AL: Recently Dr. Walker and I were discussing a quote from The Poetic Species: A Conversation With Edward O. Wilson and Robert Hass, in which Hass says: “By the middle of the nineteenth century people like Marx were saying that, while the idea of nature was once liberating, the bourgeoisie had taken it over to put women in their place, to justify slavery and imperialism, to say that homosexuality was perversion, to say that a monotheist male God was the natural order, et cetera, et cetera, so that the reasons for wariness about the idea of anything being absolutely determined by nature, culturally, have bled over into the ways we talk about it biologically.” What are your thoughts on this comment? 

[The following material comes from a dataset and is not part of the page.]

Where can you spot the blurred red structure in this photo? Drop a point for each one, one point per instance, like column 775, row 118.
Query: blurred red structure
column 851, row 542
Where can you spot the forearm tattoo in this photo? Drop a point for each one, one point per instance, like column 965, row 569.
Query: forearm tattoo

PG: The eugenics movement of the early twentieth century was rooted in a very wrongheaded notion that we are biologically determined, and because of that the genetically superior beings had an imperative to eliminate the “inferior” ones. The science and philosophy of eugenics came from our most respected universities: Harvard, Princeton, Columbia, etc., and was used to justify all sorts of horrors, most particularly to torture and sterilize the mentally ill in the U.S. At one point, every state had a law requiring sterilization. They were trying to pass laws to exterminate the mentally ill. Remember, many of these “mentally ill” were just women with bad periods or teens with mild depression or homosexuals. Of course, it all starts with the weakest group….and those with mental illnesses have always been the weakest group. Then, the U.S. government planned on using the same tactics on Jews and African Americans, criminals, etc. Hitler actually learned many of his ideas from the American eugenics movement, and, of course, everything Hitler did to the Jews, he did first to the mentally ill. So, yes, I would agree that “nature” has been used as a weapon to oppress, and as a result we are wary when it comes to talking about biology. However, I think we should be. Not because it’s wrong. I think science is one of the most important tools we have and tells us so much about the world, but because human beings have perverted it and used it to oppress in the same way they have done with religion over the centuries. Even now, the science behind mental health treatment is being manipulated by the big pharmaceutical companies. They suppress studies that don’t support their claims. 

 

AL: What are you working on now?

PG: I’m writing poems, though I’m not sure what direction the book will take, or if it will even have a direction. I’m also working on revising a stage play that deals with mental illness. This time, the focus is much more on the families of those who suffer and how it impacts them. The play takes place in a mental hospital waiting room. Finally, I have a couple ideas for novels knocking around in my head. I’m not sure when I’ll have the time to start something as ambitious as that, but part of me thinks that at least one of these novels may take the form of a series of prose poems, so, perhaps, I can find a way to tackle that a little bit at a time. I think that novel will deal with my early family history, a great-grandfather who was married to an Ojibwe woman who died young of diabetes and left him with six children. He’d been a tenant farmer in North Dakota until the rich Englishman who owned the land decided to give it to his own son. After that one-two punch, my great-grandfather went to work in a prison and raised the six children on his own. Family history says he never raised his voice to anyone. I think there’s a novel in there somewhere.